After I realized that, I threw out my entire life mantra and adopted a new one, which is, "I don't care at all about who likes me and who doesn't." I'm just gonna be myself, and at the end of the day—I say this to people—if you're being kind to others, if you're doing your best job, and you're being kind to yourself—if people don't like you when you're doing those three things, then they don't deserve you. If you're doing those things to your fullest potential and being yourself 100%, people ARE going to like you and those people are your people. I don't care if I'm too much for someone, because I'm going to be just enough for someone else. I could never be too much for someone who can't get enough of me. It is such a waste of time and energy to care what other people think. Being that I feel like my wasted "time" was a learning experience, I hope that other people can...not waste time because I can teach them how to not. Just my words can help them be like, "OMG, I've gotta snap out of it!"

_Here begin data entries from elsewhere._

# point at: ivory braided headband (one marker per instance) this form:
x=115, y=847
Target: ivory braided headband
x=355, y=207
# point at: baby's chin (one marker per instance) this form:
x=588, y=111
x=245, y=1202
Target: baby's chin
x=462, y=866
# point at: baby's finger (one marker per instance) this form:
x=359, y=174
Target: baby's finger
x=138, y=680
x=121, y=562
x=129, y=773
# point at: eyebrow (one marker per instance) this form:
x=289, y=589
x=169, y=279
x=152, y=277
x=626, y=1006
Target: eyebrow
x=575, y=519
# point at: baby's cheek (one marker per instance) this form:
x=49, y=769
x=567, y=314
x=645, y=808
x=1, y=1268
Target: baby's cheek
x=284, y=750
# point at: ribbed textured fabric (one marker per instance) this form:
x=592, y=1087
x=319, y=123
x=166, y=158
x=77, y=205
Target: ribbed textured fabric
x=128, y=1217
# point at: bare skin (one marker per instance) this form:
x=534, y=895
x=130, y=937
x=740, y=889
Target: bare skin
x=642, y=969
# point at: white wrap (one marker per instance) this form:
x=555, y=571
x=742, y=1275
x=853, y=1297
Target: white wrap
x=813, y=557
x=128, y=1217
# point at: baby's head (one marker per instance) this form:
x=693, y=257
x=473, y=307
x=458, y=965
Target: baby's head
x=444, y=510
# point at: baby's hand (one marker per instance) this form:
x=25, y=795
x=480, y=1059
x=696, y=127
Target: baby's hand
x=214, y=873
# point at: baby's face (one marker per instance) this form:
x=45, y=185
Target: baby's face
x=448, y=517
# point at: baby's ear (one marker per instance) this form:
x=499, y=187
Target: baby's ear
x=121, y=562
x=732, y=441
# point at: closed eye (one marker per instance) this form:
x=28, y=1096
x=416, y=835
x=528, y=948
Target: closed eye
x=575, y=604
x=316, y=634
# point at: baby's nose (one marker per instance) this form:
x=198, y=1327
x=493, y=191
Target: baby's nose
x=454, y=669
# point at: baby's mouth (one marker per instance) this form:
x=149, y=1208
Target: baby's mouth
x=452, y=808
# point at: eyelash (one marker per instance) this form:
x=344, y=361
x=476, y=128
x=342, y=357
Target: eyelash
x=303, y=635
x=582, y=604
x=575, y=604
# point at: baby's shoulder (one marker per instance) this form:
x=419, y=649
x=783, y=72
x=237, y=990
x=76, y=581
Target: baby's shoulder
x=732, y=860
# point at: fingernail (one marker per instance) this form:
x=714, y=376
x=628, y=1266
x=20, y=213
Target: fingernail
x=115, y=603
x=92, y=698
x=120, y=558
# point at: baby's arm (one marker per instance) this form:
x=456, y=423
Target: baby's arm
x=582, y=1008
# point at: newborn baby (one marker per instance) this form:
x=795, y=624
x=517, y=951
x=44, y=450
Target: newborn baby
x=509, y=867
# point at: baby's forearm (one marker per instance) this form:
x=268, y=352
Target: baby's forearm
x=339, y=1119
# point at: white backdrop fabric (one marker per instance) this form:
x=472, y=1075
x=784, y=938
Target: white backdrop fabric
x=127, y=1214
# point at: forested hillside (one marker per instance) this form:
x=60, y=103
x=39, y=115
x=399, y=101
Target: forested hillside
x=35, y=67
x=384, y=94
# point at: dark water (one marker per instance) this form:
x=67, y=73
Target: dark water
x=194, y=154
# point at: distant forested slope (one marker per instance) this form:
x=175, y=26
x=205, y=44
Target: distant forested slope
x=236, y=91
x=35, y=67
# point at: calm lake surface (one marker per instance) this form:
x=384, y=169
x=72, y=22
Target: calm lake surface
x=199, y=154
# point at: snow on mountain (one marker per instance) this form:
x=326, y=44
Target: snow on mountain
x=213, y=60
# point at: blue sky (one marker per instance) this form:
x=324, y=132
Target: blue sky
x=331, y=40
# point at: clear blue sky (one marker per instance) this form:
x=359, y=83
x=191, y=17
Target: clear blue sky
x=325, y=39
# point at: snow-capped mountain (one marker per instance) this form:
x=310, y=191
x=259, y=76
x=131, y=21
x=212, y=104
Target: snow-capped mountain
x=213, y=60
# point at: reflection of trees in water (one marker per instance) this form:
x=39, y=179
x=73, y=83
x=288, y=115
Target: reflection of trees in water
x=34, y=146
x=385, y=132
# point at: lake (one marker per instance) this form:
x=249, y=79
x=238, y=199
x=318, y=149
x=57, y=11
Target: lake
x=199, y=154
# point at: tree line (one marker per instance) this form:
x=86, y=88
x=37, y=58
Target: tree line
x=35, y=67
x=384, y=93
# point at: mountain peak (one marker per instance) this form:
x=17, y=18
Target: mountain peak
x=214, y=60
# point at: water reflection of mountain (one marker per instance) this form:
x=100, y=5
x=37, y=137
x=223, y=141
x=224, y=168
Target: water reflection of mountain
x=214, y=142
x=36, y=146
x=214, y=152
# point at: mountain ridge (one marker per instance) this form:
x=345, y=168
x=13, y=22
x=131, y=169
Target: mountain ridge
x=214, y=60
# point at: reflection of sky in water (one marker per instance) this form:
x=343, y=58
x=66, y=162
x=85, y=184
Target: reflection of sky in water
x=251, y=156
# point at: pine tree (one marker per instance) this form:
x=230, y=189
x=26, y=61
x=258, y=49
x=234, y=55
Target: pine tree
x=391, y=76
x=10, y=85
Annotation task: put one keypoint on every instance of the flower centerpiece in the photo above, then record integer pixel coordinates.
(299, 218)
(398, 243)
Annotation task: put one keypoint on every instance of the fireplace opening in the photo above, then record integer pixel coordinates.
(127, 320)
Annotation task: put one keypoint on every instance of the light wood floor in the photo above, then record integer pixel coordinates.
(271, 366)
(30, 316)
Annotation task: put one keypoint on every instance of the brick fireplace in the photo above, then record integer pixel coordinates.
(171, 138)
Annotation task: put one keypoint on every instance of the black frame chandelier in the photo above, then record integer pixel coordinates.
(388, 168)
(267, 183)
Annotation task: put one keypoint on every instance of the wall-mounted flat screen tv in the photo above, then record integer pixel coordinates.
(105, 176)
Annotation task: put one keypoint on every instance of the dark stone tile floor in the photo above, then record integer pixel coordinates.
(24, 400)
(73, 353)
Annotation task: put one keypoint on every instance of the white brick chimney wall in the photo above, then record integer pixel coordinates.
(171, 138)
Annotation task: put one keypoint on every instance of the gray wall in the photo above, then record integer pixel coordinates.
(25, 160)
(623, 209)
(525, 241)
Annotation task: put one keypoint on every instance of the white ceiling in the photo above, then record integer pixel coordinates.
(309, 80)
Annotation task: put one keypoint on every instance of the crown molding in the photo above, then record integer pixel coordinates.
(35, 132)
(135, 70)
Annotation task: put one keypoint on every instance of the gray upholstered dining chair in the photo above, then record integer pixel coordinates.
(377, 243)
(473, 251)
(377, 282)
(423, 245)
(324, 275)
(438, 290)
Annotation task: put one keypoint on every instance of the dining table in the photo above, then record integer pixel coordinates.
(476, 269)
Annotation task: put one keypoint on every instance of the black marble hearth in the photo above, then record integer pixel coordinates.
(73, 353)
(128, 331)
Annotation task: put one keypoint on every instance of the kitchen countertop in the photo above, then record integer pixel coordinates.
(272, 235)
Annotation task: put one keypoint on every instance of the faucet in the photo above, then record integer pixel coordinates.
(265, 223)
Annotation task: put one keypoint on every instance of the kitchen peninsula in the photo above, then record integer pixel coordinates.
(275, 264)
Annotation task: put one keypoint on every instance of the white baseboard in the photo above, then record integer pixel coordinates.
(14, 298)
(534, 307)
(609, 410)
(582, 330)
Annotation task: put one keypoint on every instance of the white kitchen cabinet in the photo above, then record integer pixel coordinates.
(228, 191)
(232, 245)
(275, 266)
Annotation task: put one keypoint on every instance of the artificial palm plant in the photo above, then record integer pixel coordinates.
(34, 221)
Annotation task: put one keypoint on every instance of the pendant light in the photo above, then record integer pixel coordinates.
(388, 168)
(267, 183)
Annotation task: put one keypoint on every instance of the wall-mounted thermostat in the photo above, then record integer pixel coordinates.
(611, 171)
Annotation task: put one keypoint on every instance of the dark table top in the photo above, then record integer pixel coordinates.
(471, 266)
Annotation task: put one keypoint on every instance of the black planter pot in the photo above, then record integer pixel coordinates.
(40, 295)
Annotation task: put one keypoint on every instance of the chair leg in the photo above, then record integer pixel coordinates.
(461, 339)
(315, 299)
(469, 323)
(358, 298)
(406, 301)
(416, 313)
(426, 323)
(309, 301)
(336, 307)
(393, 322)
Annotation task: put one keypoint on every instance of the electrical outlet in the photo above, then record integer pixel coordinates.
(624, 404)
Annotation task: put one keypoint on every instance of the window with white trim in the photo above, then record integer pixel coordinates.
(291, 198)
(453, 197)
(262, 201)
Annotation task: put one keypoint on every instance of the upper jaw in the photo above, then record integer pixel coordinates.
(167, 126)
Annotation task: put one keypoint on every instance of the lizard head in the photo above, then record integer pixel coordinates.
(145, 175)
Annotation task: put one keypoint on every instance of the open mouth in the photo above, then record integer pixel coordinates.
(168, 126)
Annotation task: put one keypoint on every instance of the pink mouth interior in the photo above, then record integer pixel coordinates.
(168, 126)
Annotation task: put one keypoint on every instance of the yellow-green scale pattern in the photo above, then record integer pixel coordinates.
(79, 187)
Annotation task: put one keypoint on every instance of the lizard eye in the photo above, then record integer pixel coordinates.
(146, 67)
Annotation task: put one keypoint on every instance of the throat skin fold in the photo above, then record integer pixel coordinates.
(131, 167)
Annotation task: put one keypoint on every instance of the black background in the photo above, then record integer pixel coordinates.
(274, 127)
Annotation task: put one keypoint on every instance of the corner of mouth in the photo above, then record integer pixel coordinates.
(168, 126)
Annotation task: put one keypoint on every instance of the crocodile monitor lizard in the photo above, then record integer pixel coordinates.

Girls' Life: Just for fun...what's your favorite *Jarr™* you've ever made?
Eli: Good question. I like making them for other people. Only a few people have ever gotten a big one from me—I've given them to two friends and my boyfriend and that's such a special thing. It takes so much time and thought...my best friend loves spicy food and cheesy snacks, but she also loves peanut butter cups, so I made her this weird...spicy, peanut-buttery mix...and it was SO her. It was personal. There are things that I would never choose to eat myself that my boyfriend loves that he wanted in his, and that's his thing! So it's special for me when I get to make them for other people.
Girls' Life: What are some of your favorite things about the TikTok community?
Eli: My first thing is the mutuals. I LOVE my mutuals. The people that I've met from TikTok are the most amazing, inspiring, talented, wonderful human beings that in my wildest dreams I could never have even imagined meeting. We have an East Coast TikToker group chat that we text in a lot, and it's everything from "I got this mean comment" to "hey, can you hype up this ad I'm doing?" It's amazing to get support from people who are doing the same kind of stuff. Beyond that, TikTok can be an amazing hotbed for information—and also misinformation, definitely watch out for that side of things. I've learned so much about myself, the world, skincare products...I love TikTok. TikTok till I die.